Journal of Mixed Methods Research
- Discipline: Research Methods
- Language: English
- Edited by: Michael D. Fetters and Jose F. Molina-Azorin

Publication details
- History: 2007-present
- Publisher: SAGE Publications
- Frequency: Quarterly
- Impact factor: 3.524 (2018)

Standard abbreviations
- ISO 4: J. Mix. Methods Res.

Indexing
- ISSN: 1558-6898
- LCCN: 2005214092
- OCLC no.: 62122358

Links
- Journal homepage; Online access; Online archive;

= Journal of Mixed Methods Research =

The Journal of Mixed Methods Research is a peer-reviewed academic journal that publishes papers in the field of Research Methods. The journal's editors are Michael D. Fetters (Department of Family Medicine, Michigan Medicine, University of Michigan, United States) and Jose F. Molina-Azorin (University of Alicante, Alicante, Spain).

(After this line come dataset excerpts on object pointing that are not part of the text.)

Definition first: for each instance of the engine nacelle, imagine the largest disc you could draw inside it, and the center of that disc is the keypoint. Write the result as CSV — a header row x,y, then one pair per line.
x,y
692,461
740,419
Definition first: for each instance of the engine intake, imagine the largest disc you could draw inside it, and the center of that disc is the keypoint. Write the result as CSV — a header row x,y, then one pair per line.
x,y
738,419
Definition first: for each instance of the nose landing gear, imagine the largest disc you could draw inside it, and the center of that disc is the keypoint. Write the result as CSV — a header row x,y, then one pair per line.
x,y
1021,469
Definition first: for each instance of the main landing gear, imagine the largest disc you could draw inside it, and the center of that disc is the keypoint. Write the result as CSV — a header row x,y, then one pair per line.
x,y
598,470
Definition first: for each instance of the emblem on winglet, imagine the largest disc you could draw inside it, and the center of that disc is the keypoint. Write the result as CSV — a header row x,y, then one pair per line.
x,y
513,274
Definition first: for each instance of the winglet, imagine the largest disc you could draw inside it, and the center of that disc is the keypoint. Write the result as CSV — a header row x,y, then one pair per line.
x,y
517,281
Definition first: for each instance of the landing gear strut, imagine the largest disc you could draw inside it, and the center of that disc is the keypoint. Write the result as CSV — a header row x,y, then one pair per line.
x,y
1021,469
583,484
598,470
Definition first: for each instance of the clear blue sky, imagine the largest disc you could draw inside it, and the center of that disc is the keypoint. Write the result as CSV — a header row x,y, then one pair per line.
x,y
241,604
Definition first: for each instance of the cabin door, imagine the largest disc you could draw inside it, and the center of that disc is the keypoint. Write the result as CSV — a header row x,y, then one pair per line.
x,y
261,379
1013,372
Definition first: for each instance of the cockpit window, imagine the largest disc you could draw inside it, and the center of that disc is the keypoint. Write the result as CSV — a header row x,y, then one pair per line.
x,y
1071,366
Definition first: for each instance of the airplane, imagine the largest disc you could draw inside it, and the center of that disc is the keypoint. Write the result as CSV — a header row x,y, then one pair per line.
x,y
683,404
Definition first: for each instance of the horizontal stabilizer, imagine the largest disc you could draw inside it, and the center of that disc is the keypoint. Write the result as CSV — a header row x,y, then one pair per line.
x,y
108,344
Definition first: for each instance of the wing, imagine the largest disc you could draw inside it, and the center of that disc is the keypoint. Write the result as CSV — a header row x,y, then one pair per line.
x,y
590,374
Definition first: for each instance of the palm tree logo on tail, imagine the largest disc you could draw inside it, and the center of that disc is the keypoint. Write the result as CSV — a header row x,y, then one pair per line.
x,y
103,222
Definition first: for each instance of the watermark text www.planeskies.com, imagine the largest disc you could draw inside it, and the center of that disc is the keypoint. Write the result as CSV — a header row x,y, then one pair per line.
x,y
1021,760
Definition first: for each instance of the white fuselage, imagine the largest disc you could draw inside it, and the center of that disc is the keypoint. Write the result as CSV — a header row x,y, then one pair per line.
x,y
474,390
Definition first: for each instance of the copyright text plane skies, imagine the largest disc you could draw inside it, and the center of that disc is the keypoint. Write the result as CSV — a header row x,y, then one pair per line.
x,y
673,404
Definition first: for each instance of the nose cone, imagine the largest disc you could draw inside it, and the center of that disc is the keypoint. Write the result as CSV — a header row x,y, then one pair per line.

It has been in publication since 2007 and is currently published by SAGE Publications.

== Scope ==
The website of the Journal of Mixed Methods Research indicates that "[m]ixed methods research is defined as research in which the investigator collects and analyzes data, integrates the findings, and draws inferences using both qualitative and quantitative approaches or methods in a single study or program of inquiry." The journal publishes empirical, methodological, and theoretical articles involving mixed methods research across social and behavioral sciences.

== Abstracting and indexing ==
The Journal of Mixed Methods Research is abstracted and indexed in, among other databases: SCOPUS, and the Social Sciences Citation Index. According to the Journal Citation Reports, its 2018 impact factor is 3.524, ranking it 1 out of 98 journals in the category ‘Social Sciences, Interdisciplinary’.